This blog describes how I am building a baidarka style kayak from Rob Macks at Laughing Loon kayaks.
I've already built two other kayaks - a Wood Duck 12 hybrid from CLC and a Petrel Play strip kayak from Guillemot Kayaks.
You can find the Wood Duck build log here Wood Duck at Fyne Boats "Petrel Play at Fyne Boats" and the Petrel Play
I've been paddling the petrel play for a couple of years and find its a great boat in all sorts of conditions. But, I've been bitten by the boat building bug and I've been thinking about another boat. What am I looking for? Well, slightly longer for speed, although the Petrel Play is fine for normal cruising at 3kts or so, as others have commented on the CLC forum I find I start to get left behind the longer boats if they step on it. Maybe something that tracks better for longer paddles. The Petrel Play is quite easy to turn, and although it has a skeg, it can sometimes be tiring on a windy day to stay on track. It will have to be wood of course, and to make it interesting I plan on using thinner strips without cove and bead. I'm also going to try and build it lighter than my Petrel Play which comes in at 18kg, aiming for 12kg.
I could of course just get another greenland style boat - there are a lot of very good designs out there, but something different also piqued my interest. I came across the baidarka designs from Rob Macks of LaughingLoon kayaks Laughing Loon and the shooting star caught my eye which is 16'6", but as I only have a standard garage and can just about fit a 16 foot kayak in there, Rob suggested a Dark Star which has an overall design length of 15' 6".
The plans were ordered from Rob and they arrived a week or so later from the US together with the instruction book, and some designs for wood paddles I also ordered at the same time. The plans come on two A1 sheets and some A3 sheets for the smaller parts. As per the conditions printed on the sheets I had some copies made so I could cut out the templates for use when tracing the forms.
The wood was bought from a supplier in Hastings in Sussex in the UK, but he is sadly no longer in business. The design calls for 3/16" western red cedar and I also got some tulip wood for accents. The strips don't have cove and bead. There was a nice selection of colours in the wood, so my plan is to have a mainly lighter colour hull with some very light accents and some darker strips around the waterline. The deck will be mainly darker wood with some very dark and light accents. There is enough wood so that most of it will be full length strips, though I will scarf some sections to cut down waste.
Rob's suggested order of construction is to build the tricky bow and stern sections first. These are based on the skin on frame boats that inspired this design. The bow is made of some hardwood lamination and a carved wood block.
Here I've glued the shaped laminations and I'm adding a thin accent strip.


For the stern section, first the stern forms are cut out and glued together to make tghe mould for the stern.
. Then the stern strips are bent using a heat gun and attached to the forms with hot glue. Lots of clamps needed here.

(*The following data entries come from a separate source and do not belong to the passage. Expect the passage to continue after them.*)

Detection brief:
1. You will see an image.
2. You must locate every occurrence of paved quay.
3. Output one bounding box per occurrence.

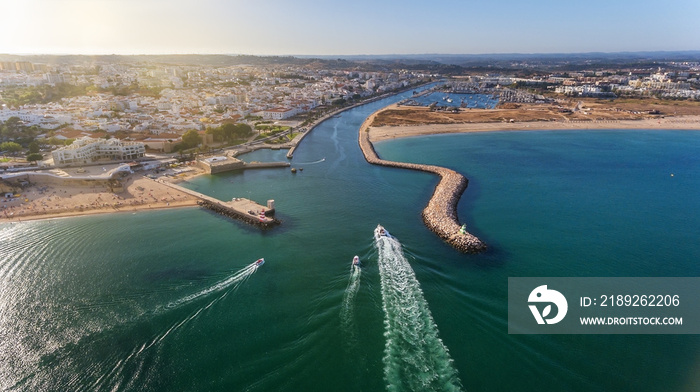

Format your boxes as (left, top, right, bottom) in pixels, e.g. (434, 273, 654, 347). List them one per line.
(357, 113, 487, 254)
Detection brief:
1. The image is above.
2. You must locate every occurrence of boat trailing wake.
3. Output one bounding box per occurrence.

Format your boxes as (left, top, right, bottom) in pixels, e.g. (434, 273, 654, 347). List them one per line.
(374, 226, 463, 392)
(294, 157, 326, 165)
(340, 258, 362, 351)
(22, 259, 265, 391)
(166, 259, 261, 309)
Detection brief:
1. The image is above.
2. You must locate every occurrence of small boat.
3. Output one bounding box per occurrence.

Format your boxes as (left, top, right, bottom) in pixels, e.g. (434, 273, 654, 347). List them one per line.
(352, 255, 360, 268)
(291, 168, 297, 173)
(254, 258, 265, 267)
(374, 224, 390, 240)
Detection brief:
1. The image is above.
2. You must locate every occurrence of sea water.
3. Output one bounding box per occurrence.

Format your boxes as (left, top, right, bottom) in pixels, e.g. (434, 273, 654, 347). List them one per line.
(1, 88, 699, 391)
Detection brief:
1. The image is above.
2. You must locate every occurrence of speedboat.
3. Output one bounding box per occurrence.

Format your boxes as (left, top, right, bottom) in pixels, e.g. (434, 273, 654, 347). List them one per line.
(374, 224, 390, 240)
(352, 255, 361, 268)
(254, 258, 265, 267)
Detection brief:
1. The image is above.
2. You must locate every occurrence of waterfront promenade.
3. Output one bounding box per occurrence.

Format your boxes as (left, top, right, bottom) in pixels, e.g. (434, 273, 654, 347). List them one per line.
(358, 111, 487, 254)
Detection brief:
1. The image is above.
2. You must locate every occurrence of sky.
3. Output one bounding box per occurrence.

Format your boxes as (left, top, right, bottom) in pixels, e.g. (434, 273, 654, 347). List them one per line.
(1, 0, 699, 56)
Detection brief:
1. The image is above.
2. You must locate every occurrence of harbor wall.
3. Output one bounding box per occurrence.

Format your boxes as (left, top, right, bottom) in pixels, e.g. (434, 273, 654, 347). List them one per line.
(1, 172, 124, 191)
(357, 113, 487, 254)
(196, 156, 289, 174)
(195, 199, 280, 228)
(159, 180, 280, 229)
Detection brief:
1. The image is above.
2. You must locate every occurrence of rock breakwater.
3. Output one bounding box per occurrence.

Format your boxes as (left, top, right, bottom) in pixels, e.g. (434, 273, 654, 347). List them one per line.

Unlike the internal strong back used on the Petrel Play, Rob Mack's designs use an external strong back, so the first task was to assemble this strong back from 12mm plywood. I did use the internal strong back from the Petrel Play build as an internal beam for the new strong back. I had B&Q cut the full sheet of plywood for me as they can produce really straight cuts and accurate measuring.
The forms were cut from 12mm plywood. Setting these up with the brackets, getting them level, measured and adjusted and then getting some left over strips to check for fairness took a long time, but as Rob and others say, this is an important step to make sure the hull and deck are fair.

I also built a table to work on and attached some wheels so I could move it around the garage. I'm working in a standard garage and I can fit the 16' boat length with enough room to get round one end, so wheels make it much easier to move around, and get it outside when I need to get at other stuff in the garage.
Here I've attached the bow and stern forms and started adding strips.






I used hot glue to attach the strips to the forms and there are areas when I've used additional little scraps hot glued to make sure that the edges are tight against each other. All bevels are hand planed with my little block plane, this only takes a few minutes per strip.